O terrível erro estratégico

Diário de Notícias
João César das Neves
Professor universitário

naohaalmocosgratis@fcee.ucp.pt

O sr. primeiro-ministro tem uma qualidade que até os adversários lhe reconhecem: sabe de política. Por isso é tão triste vê-lo cometer um erro grave que nos custará muito caro: a aposta nas obras públicas para enfrentar a crise.

O Governo dirá com razão que essa não é a prioridade, pois nem vem mencionada na Iniciativa para o Investimento e o Emprego. Mas, como sabe bem, a questão é política, não técnica. O Executivo permitiu a colagem desses grandes projectos à sua imagem. Aliás o primeiro-ministro não se cansa de repetir que "o Estado está a reforçar o investimento público, porque sabe que o combate à crise passa por aqui, que há muitas pessoas e empresas cuja actividade depende deste investimento" (Lusa, 31 de Janeiro).

Mas não será uma boa ideia? Afinal, em plena derrocada financeira, os governos de múltiplos países enveredam por essa via. Qual é o mal de avançar com o TGV, aeroporto de Lisboa, auto-estradas, barragens, etc.?

O erro é muito grave por três razões diferentes. A primeira é política: transforma Sócrates num anti-Guterres. O Governo do PS dos anos 90 apresentou-se ao eleitorado com uma crítica aberta ao "betão" do período cavaquista. A alegada obsessão do PSD com as estradas e infra-estruturas era uma tolice que não servia as pessoas; os socialistas governariam com objectivos mais humanos. Hoje vive-se a inversão de papéis e retóricas, com PS e PSD a atacar o que então defendiam. Esta situação afecta muito mais o Governo que a oposição, com Sócrates a sofrer as críticas que ele e os correligionários usaram há 15 anos.

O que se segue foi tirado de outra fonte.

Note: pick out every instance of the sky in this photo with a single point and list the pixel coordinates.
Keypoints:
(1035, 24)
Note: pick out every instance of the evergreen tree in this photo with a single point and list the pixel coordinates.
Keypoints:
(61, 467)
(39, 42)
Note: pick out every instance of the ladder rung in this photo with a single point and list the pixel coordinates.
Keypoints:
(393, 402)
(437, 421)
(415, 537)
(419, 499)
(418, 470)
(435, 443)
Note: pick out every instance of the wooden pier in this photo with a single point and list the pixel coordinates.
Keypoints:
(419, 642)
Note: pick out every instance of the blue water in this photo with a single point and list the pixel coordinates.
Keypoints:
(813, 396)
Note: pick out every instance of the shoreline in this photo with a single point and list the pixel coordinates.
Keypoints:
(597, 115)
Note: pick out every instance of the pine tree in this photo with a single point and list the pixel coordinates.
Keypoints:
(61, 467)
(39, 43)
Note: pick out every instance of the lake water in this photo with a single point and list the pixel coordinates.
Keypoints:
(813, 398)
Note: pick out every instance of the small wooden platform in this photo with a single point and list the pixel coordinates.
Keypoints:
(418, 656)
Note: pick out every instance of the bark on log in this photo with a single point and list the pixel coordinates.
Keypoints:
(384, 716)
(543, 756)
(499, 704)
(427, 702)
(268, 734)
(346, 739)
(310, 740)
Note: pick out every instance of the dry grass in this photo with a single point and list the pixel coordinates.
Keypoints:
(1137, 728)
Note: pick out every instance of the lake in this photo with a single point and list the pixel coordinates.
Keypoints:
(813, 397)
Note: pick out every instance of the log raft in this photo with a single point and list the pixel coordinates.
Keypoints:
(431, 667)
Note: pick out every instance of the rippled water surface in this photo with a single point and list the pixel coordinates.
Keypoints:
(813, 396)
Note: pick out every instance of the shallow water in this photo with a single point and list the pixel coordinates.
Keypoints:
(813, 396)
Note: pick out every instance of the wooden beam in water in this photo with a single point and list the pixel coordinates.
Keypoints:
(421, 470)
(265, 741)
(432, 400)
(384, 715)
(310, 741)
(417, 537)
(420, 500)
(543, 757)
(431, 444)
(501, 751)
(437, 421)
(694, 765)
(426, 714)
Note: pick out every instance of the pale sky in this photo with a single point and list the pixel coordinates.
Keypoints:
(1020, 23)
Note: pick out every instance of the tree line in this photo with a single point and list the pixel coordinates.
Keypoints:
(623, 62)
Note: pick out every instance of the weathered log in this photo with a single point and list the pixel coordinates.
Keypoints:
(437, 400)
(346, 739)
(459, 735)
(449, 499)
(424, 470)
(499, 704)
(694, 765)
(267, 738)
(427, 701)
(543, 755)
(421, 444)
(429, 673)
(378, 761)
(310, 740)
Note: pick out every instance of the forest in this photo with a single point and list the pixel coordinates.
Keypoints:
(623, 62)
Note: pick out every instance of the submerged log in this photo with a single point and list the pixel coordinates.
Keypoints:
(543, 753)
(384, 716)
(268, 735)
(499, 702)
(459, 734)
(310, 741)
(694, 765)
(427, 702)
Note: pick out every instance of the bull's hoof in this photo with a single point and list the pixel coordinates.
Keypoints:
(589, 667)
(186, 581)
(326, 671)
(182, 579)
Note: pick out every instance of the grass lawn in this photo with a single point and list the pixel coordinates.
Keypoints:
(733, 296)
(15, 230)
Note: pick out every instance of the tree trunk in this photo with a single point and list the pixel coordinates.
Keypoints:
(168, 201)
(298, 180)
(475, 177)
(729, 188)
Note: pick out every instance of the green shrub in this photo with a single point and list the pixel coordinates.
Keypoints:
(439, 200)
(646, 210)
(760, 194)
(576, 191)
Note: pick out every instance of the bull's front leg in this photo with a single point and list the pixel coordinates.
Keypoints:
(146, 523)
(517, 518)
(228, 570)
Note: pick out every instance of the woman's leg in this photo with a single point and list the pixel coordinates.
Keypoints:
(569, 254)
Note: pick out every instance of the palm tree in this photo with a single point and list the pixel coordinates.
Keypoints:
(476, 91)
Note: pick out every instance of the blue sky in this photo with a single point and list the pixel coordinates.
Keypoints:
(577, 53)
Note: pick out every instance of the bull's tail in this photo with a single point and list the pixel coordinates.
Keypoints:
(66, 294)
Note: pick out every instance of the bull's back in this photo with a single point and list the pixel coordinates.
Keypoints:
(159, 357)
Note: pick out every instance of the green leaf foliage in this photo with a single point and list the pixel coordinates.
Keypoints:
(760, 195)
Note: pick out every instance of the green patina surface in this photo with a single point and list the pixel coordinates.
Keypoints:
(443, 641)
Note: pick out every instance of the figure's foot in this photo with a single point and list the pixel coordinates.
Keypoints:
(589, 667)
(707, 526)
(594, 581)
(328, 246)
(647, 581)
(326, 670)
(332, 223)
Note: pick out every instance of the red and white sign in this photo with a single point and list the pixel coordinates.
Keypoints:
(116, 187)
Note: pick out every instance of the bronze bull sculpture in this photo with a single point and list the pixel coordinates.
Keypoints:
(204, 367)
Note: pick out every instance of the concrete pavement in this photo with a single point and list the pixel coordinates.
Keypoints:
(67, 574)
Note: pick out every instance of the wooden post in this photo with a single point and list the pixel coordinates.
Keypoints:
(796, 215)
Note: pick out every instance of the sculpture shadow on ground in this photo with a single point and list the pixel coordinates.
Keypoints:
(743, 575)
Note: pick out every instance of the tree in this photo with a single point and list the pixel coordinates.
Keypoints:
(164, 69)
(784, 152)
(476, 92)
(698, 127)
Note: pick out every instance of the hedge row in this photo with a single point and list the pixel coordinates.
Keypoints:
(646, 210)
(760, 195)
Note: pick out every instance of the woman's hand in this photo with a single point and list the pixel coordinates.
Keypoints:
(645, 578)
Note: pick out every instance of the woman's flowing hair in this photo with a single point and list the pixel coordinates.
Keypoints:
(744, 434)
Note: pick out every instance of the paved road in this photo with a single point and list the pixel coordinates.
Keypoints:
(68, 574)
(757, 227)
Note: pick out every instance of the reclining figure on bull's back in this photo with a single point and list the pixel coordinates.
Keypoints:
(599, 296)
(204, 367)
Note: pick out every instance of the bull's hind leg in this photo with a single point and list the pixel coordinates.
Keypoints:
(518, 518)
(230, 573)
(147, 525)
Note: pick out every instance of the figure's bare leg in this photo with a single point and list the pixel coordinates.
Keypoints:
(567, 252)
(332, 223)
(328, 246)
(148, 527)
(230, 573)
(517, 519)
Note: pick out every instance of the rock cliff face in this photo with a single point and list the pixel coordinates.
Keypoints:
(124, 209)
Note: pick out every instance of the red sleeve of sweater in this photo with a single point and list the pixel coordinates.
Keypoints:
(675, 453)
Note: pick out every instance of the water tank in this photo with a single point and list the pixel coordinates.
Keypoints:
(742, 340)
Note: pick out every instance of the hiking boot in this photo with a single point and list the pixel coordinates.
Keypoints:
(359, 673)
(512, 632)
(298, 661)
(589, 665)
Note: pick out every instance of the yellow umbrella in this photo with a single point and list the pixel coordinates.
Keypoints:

A segunda razão é económica, transformando Sócrates num anti-Cavaco. Existe uma diferença fundamental entre o betão cavaquista e o socrático: a lógica económica. Nos anos 80, o País estava atrasado e carente de infra- -estruturas. Hoje, após 20 anos de investimentos públicos, restam poucas obras com real justificação. Os projectos de que se fala implicam auto-estradas vazias, comboios às moscas, um excelente aeroporto deitado fora.

O erro económico de José Sócrates está em acreditar que o investimento público é bom em si mesmo. O primeiro-ministro demonstra uma fé cega na virtualidade imperativa dos projectos: basta anunciá-los e gastar dinheiro para a economia arrancar. Esquece que todo o dinheiro que gasta vai tirá-lo ao bolso dos contribuintes. Tal como o investimento privado, os projectos do Estado têm de ter utilidade e justificação. Aliás até têm de ter mais, pois usam o dinheiro dos pobres. Apostar milhões em obras faraónicas nunca resolveu nenhuma crise.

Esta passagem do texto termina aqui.